The report, commissioned by Secretary-General Kofi Annan, says the government's demolition of shantytowns was "carried out in an indiscriminate and unjustified manner, with indifference to human suffering."
"The government should immediately halt any further demolitions of homes and informal businesses and create conditions for sustainable relief and reconstruction for those affected, said the report's executive summary.
The report, written by Anna Kajumulo Tibaijuka, the executive director of the Nairobi-based U.N.-Habitat, breaks the relative silence in the United Nations over President Robert Mugabe's policy of evicting slum dwellers from cities. Western nations have unsuccessfully tried to put the issue on the U.N. Security Council's agenda.
Human rights groups, the Commonwealth, the European Union, Britain and the United States have condemned the action, which has pushed the poor out of the cities in the depth of the Southern Hemisphere's winter.
The government has dismissed the accusations and says the crackdown, officially dubbed "Operation Restore Order," was intended to fight black market trading and other lawlessness in unplanned communities that had sprung up around the country.
But Tibaijuka's report says that regardless of the motive, the end result had enormous consequences and turned out to be a "disastrous venture" based on a set of colonial-era laws used as a tool of segregation and social exclusion.
Tibaijuka wrote that some 700,000 people had lost either their homes or their livelihoods or both as a result of the razing of the shantytowns.

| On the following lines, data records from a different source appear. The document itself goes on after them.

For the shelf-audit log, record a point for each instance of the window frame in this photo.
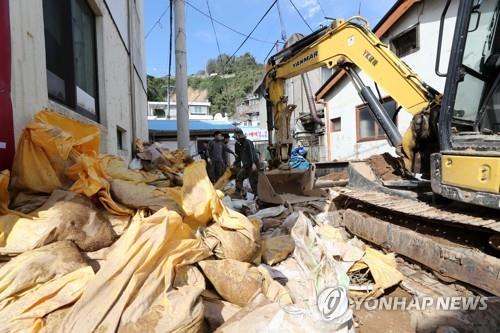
(333, 128)
(379, 133)
(68, 52)
(393, 48)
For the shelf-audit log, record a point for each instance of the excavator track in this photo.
(424, 210)
(455, 245)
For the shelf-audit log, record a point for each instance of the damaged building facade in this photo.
(81, 58)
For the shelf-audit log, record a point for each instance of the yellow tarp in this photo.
(44, 151)
(57, 152)
(383, 269)
(131, 287)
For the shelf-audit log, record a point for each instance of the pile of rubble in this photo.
(89, 244)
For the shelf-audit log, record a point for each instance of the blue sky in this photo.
(242, 15)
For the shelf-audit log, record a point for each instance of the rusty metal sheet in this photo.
(420, 209)
(461, 263)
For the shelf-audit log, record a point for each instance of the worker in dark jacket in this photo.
(216, 150)
(247, 162)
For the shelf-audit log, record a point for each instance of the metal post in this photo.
(181, 76)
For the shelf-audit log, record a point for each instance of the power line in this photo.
(169, 58)
(215, 33)
(251, 32)
(302, 17)
(226, 26)
(282, 24)
(321, 7)
(271, 50)
(157, 22)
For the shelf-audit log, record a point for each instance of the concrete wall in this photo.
(343, 98)
(29, 80)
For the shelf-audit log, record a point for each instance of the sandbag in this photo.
(233, 236)
(226, 243)
(116, 168)
(33, 268)
(139, 195)
(44, 149)
(91, 180)
(64, 216)
(217, 312)
(264, 316)
(276, 249)
(383, 269)
(133, 289)
(239, 282)
(27, 312)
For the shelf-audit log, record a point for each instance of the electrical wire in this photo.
(271, 50)
(215, 34)
(300, 14)
(226, 26)
(170, 57)
(282, 23)
(251, 32)
(156, 23)
(321, 7)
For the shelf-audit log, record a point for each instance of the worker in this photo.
(216, 150)
(246, 163)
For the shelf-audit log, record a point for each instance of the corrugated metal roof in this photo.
(158, 125)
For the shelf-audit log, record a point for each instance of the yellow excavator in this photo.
(453, 141)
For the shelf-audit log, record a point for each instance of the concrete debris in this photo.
(90, 244)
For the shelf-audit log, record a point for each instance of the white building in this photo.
(161, 110)
(82, 58)
(410, 28)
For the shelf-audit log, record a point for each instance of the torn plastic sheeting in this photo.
(32, 269)
(5, 197)
(133, 288)
(65, 216)
(139, 195)
(27, 312)
(239, 282)
(276, 249)
(91, 179)
(217, 312)
(233, 235)
(383, 269)
(268, 212)
(311, 257)
(44, 150)
(116, 168)
(261, 315)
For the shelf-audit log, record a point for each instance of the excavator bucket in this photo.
(274, 185)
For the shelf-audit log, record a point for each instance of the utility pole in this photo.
(181, 76)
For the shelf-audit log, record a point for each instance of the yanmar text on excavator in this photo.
(451, 150)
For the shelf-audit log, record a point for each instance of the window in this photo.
(367, 127)
(160, 113)
(197, 109)
(335, 125)
(406, 42)
(120, 138)
(70, 52)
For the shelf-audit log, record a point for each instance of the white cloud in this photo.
(311, 6)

An additional 2.4 million people have in one way or another been affected by the demolitions.
She said immediate measures needed to be taken to bring those responsible to account and compensate people who have lost property and livelihoods.
But she did not put the blame on any individual, saying the government was collectively responsible for the action. Evidence suggested the operation was based on "improper advice" by a few people, she said.
The ill-conceived action, the report said, put an additional economic burden on the southern African nation, where more than 70 percent of the population is unemployed and food and fuel are in short supply.
Zimbabwe is saddled with foreign debt of about $4.5 billion and has been seeking a $1 billion loan from South Africa. But Phumzile Mlambo-Ngcuka, South Africa's deputy president, who visited Harare last week, is believed to have refused to bail out Zimbabwe unless Mugabe stopped the demolitions.
Tibaijuka, a Tanzanian professor with a doctorate in agricultural economics, was sent to Zimbabwe by Annan and spent two weeks touring the country, leaving on July 9.
Mugabe, 81, and in power since independence from Britain in 1980, says Zimbabwe is being punished by opponents of his land reform program, in which the government seized white-owned farms to give to landless blacks.
But Zimbabwe's opposition contends the campaign is aimed at breaking up its strongholds among the urban poor and forcing them into rural areas where they can be more easily controlled by chiefs sympathetic to the government.
African members of the Security Council as well as Russia and China have opposed drawing attention to the Zimbabwe crisis, arguing that it was an internal issue rather than one of international peace and security, council members said. Western nations intend to ask Tibaijuka to address the 15-member body as a way of getting the matter on the agenda.